How do I check if values in Excel are correct with python?

Hello Everyone,

I am new to python, just getting started with it and I was trying to do some task with python. I have an excel file that I want to automatically check if it meets the criteria that I want to set. I know that I have to use openpyxl to open and read/write excel sheets but I do not know how to set criteria for checking.

For example, I want that the python script to check if the first column has values only text then the second column has only double values and the third column has value integer, but, avoid the first row (since its title) and if so then it gives a message that is fine and if not then give a message where the error appears.

Thank you for your time and help

Well you open the file in Python and have some for-loops check these condision.
You need to look at “how” Python is importing the file (propably as 2D-Array) and then do the type checking - which is just:

for text in excel[0]:
  if type(text) != str:
    print("There was some none-text in the first row")

# repeat for 
# type(number) != float
# type(integer) != int

Keep in mind, Python has no strict typing and also automatically adjusts space.
Meaning there is no “double”, only “float”. Same with integer. If a number becomes to big for the datatype, Python adjusts the type under the hood and still shows it as float/int/whatever.
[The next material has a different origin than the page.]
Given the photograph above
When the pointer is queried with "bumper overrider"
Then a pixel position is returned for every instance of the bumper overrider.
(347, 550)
Also in the example, you will get a generic error message for EVERY TIME types don’t match.

Thank you for your reply sir, I will try this out and let you know.

Best Regards

Sir I just checked the code and I have an error in excel which says undefined name ‘excel’. Sorry but I am a newbie in this matter.

Thank you

It is difficult to help without seeing the code you have written.
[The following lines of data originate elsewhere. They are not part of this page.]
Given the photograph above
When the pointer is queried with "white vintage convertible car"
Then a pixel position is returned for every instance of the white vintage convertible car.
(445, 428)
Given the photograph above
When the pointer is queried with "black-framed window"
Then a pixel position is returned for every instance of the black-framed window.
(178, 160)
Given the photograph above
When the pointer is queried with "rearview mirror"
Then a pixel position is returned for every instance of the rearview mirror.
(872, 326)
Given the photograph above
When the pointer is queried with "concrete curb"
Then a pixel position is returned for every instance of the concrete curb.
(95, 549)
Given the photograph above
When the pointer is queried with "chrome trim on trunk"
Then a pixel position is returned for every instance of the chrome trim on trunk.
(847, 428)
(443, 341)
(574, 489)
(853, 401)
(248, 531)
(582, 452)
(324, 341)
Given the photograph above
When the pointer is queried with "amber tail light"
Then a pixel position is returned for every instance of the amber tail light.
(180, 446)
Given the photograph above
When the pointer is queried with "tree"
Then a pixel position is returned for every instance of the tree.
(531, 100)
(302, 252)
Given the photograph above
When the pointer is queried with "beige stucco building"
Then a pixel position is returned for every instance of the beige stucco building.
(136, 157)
Thank you for your reply, All I have done is read the information from Excel file with pandas.
I.e

Import pandas as pd
dfs = pd.read:excel(" excel/file", sheet_name = "sheet name", engine= "openpyxl")
print(dfs.head(10))

I know its nothing but that how i got started.
Thank you for your help and patience.

“excel” was just meant as a placeholder :wink:
In your code you named it dfs. Also with Pandas it’s a dataframe which is a more complicated data-structure and I’d recommend looking into Pandas, by going through the FCC-tutorials on that.
My method was for a basic array, I couldn’t tell you how for-loops would work on a dataframe. Also the dataframes actually do have implemented strict typing because they are optimized to deal with HUGE datasets which benefit greatly from that.

Though from the top of my head dfs.describe() should give you some decent intormation on the datatypes in one go - because pandas assumes each column is a specific attribute so it ascribes one datatype per column which applies to all entries. And the read command will take in the first row as titles for the columns.

Thank you for your reply, I somehow achieved on opening with with pandas the files and then going into details of the file and checking for what type of data is but the only problem now is I do not know how to create if-else statement out of it.

for example :

Import pandas as pd
dfs = pd.read:excel(" excel/file", sheet_name = "sheet name", engine= "openpyxl")
print(dfs.head(10))
dfs.iloc[2:11 , 1:2].dtypes

which in this case the result is object and I would like to make and if-else statement out of it. like

if this = dfs.iloc[2:11 , 1:2].dtypes is object then print ("value is okay")
else:
print("value is not okay")

Thank you for your help and patience.

Then you should definitly look into a course / tutorial on getting started with Python :wink:
For example “x = y” is an assignment, writing y into x.
Comparison is done with “x == y”.
If-statements look like this:

if condition:
    do something
else:
    do something else

Thank you for your reply and help, I will look into it. but in this case that I have written do you have any idea how could be ? with if -else i mean ?

Thank you once again.

Well I did a bit of testing and this works:

if dfs.iloc[2:11 , 1:2].dtypes[0] == object:
  print ("value is okay")
else:
  print("value is not okay")

.dtypes creates a pandas-series, even if it only is one column. So you have to adress the first entry via brackets, otherwise pandas will again create a series-object out of the comparison. But the if-condition will throw an error in that case.

Alternatively you could take the first entry after the comparison for the same result:

if (dfs.iloc[2:11 , 1:2].dtypes == object)[0]:
  print ("value is okay")
else:
  print("value is not okay")

This topic was automatically closed 182 days after the last reply. New replies are no longer allowed.